Un détail, dans la rade attira mon attention. En effet, trois anciennes épaves finissaient d’agoniser, servant de perchoir à des dizaines d’oiseaux marins. Cela ne semblait gêner personne. Sour qui en avait aperçu une à la fin de notre navigation nous précisa qu’il s’agissait de navires étrangers qui avaient vainement essayé de franchir les passes sans pilote.
Une fois encore je me félicitais de la qualité de l’équipage du Jernkud.
Malgré la chaleur, de petits groupes de jeunes s'amusaient en bord de plage à réaliser des cabrioles à la limite des flots. Leur vivacité époustouflante leur permettait de réaliser des accrobaties de haute voltige qui nous subjuguèrent.
Après cette rapide découverte de la ville, nous rejoignîmes notre véhicule auprès duquel nous attendait le sergent Tranpabe.

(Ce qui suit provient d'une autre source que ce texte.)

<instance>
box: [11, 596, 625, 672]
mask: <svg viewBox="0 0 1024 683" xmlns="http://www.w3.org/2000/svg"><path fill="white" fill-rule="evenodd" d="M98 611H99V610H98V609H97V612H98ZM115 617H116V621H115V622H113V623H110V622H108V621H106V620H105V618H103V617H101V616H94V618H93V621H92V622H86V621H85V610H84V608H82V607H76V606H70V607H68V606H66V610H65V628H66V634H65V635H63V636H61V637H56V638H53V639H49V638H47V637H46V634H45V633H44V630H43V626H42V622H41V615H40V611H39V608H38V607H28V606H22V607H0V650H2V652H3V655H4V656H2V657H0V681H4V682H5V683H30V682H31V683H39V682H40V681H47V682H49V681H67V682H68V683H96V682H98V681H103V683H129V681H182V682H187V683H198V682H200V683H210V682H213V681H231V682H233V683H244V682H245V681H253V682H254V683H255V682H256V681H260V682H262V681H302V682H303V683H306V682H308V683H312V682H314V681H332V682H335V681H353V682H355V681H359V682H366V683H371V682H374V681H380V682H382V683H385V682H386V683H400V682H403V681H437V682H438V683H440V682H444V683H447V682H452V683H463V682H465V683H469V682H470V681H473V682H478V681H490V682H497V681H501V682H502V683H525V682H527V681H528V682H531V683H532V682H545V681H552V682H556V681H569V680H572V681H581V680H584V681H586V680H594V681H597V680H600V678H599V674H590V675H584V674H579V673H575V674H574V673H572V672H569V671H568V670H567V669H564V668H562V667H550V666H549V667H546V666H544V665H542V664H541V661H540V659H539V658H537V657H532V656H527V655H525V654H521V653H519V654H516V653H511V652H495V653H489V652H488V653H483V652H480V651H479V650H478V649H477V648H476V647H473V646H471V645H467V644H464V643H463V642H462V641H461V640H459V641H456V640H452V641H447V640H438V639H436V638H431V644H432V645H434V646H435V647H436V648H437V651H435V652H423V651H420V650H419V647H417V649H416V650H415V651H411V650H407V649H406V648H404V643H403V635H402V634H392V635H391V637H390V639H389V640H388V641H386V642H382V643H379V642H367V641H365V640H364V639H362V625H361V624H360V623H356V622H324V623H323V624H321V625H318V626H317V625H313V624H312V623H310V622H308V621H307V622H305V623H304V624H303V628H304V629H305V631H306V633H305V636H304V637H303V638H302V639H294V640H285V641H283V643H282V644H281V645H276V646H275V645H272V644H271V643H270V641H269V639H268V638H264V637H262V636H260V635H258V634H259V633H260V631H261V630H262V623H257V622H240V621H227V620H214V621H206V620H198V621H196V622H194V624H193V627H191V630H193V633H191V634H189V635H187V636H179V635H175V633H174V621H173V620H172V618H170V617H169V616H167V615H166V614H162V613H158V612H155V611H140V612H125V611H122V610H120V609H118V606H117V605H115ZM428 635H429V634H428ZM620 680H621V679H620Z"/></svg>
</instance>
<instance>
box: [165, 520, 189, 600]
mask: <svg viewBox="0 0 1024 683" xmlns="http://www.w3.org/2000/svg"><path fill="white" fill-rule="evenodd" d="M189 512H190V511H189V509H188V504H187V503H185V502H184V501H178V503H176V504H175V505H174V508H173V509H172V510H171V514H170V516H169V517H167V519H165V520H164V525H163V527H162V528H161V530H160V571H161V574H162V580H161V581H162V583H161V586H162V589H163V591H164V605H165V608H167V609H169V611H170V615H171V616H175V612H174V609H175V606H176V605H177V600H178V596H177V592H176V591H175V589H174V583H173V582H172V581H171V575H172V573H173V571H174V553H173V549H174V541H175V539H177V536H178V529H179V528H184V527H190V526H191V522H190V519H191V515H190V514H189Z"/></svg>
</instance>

- Messieurs, nous dit-il, Je pense que nous pouvons nous mettre en route sans plus attendre. Je vous propose de vous installer le plus confortablement possible. Vous disposez d’une place à l’avant à mes côtés et de deux places à l’arrière.
- Parfait, allons-y lui répondîmes nous dans un chœur presque parfait.
Télémaque se précipita pour s’installer à l’avant tandis que Sour et moi nous partageâmes les sièges de la seconde ligne. Ce qui nous alla bien.
Et c’est ainsi que nous commençâmes notre périple en Expéziad qui s’annonçait chaud sous de multiples aspects.
________________________________________________________________________________________________________
*La croisière jaune est l'un des raids automobiles organisés par André Citroën. Du 4 avril 1931 au 12 février 1932, constituée de 43 hommes et 14 autochenilles, elle a permis de relier Beyrouth à Pékin en 315 jours.